The LSF Operator is the automation tool that is used to deploy the LSF cluster. The LSF operator can deploy and delete LSF clusters in minutes. The LSF operator must be running before the LSF cluster is deployed. Instructions for deploying the LSF operator are below.
It is recommended that LSF be deployed in a seperate namespace. Use the following to create a namespace/project to run the LSF cluster in: On Kubernetes run:
kubectl create namespace {Your namespace}
On OpenShift run:
oc new-project {Your namespace}
NOTE: For the rest of the instructions the namespace will be assumed to be "lsf".
Create the Custom Resource Definition using either kubectl or oc using:
kubectl create -f lsf-operator/config/crd/bases/lsf.spectrumcomputing.ibm.com_lsfclusters.yaml
Create the service account the LSF operator will run and set permissions:
kubectl create -n lsf -f lsf-operator/config/rbac/service_account.yaml
kubectl create -n lsf -f lsf-operator/config/rbac/role.yaml
kubectl create -n lsf -f lsf-operator/config/rbac/role_binding.yaml
The LSF operator will use the image created previously. The LSF operator image was pushed to a your registry. The LSF operator yaml file needs to be updated with the image location. Edit the lsf-operator/config/manager/manager.yaml file and change the image: value for your registry. For example:
image: my_registry_location/lsf-operator-amd64:1.0.1-v1
Use the following command to deploy the LSF Operator:
kubectl create -n lsf -f lsf-operator/config/manager/manager.yaml
To see the state of the LSF operator run:
kubectl get pods -n lsf
You should see something like:
oc get pods
NAME READY STATUS RESTARTS AGE
ibm-lsf-operator-54b59f875-hbqqc 1/1 Running 0 2h
The status should be running and ready should be '1/1'. It may take a minute or two to reach this state.
If there is a image pull error check the image: value from the steps above.
If it fails to get ready, check the logs by running:
kubectl logs -n lsf -f $(kubectl get pods -n lsf |grep ibm-lsf-operator |awk '{ print $1 }')
You can also watch the operator run when it is deploying the LSF cluster using this command.

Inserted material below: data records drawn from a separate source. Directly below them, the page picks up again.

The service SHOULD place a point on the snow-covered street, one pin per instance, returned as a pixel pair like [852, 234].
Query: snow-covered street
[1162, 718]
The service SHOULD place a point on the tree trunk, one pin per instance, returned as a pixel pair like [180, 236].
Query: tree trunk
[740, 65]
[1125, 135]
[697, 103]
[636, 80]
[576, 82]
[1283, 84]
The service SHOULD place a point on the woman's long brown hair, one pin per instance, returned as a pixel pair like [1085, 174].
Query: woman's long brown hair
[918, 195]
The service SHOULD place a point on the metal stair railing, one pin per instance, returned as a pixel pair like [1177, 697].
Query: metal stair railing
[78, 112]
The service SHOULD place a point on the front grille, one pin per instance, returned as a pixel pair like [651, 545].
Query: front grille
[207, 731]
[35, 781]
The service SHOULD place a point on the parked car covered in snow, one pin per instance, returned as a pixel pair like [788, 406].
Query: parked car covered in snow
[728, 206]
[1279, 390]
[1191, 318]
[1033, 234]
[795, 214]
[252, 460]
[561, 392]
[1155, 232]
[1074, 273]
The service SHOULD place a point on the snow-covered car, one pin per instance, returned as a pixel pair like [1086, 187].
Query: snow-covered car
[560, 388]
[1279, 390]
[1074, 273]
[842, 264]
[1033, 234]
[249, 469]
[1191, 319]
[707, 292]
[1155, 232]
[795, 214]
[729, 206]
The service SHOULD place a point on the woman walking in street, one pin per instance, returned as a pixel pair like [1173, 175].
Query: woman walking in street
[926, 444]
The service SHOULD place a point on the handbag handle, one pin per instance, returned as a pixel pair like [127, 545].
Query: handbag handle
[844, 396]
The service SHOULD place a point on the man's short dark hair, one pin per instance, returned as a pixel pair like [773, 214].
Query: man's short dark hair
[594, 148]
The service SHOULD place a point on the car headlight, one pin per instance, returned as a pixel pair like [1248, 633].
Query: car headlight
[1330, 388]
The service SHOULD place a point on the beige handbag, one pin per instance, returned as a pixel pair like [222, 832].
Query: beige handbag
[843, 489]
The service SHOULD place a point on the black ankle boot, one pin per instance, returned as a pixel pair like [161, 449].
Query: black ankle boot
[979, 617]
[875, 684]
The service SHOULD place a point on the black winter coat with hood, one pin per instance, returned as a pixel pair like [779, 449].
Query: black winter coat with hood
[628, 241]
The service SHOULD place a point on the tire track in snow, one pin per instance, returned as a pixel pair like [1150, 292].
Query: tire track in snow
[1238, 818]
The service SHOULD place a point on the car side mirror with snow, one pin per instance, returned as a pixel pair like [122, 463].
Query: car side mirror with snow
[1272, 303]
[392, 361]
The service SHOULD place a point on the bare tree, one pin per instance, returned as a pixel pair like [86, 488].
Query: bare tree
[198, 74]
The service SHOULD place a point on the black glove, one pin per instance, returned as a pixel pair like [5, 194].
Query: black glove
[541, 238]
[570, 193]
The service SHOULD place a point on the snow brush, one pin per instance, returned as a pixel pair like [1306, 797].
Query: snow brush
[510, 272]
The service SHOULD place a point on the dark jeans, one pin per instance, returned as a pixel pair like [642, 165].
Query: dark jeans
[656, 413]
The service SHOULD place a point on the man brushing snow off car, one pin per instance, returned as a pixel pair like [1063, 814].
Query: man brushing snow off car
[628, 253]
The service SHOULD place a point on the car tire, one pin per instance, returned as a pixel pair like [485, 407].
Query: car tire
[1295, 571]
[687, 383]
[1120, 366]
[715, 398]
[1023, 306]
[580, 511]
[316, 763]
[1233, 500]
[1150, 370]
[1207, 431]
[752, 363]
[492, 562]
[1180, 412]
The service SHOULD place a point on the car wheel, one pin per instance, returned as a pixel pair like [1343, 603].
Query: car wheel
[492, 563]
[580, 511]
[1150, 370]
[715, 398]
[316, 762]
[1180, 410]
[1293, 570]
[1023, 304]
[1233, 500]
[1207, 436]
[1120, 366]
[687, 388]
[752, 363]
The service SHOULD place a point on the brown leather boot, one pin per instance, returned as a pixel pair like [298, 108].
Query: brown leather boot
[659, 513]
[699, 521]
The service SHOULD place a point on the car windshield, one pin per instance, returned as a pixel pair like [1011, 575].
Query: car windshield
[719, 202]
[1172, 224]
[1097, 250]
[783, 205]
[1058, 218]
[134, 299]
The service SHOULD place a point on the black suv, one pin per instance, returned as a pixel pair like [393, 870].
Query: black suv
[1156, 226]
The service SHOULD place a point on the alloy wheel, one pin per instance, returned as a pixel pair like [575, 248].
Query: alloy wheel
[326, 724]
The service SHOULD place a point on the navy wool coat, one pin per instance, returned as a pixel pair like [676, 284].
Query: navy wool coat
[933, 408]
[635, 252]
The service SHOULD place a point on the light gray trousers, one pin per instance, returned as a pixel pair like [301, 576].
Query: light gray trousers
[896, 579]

The LSF operator can be deleted by running:
kubectl create -n lsf -f lsf-operator/config/manager/manager.yaml
To remove the account, permissions and custom resource definition run the following as a cluster administrator:
kubectl delete -n lsf -f lsf-operator/config/rbac/role_binding.yaml
kubectl delete -n lsf -f lsf-operator/config/rbac/role.yaml
kubectl delete -n lsf -f lsf-operator/config/rbac/service_account.yaml
kubectl create -f lsf-operator/config/crd/bases/lsf.spectrumcomputing.ibm.com_lsfclusters.yaml
NOTE: This will also cause any LSF clusters to be deleted.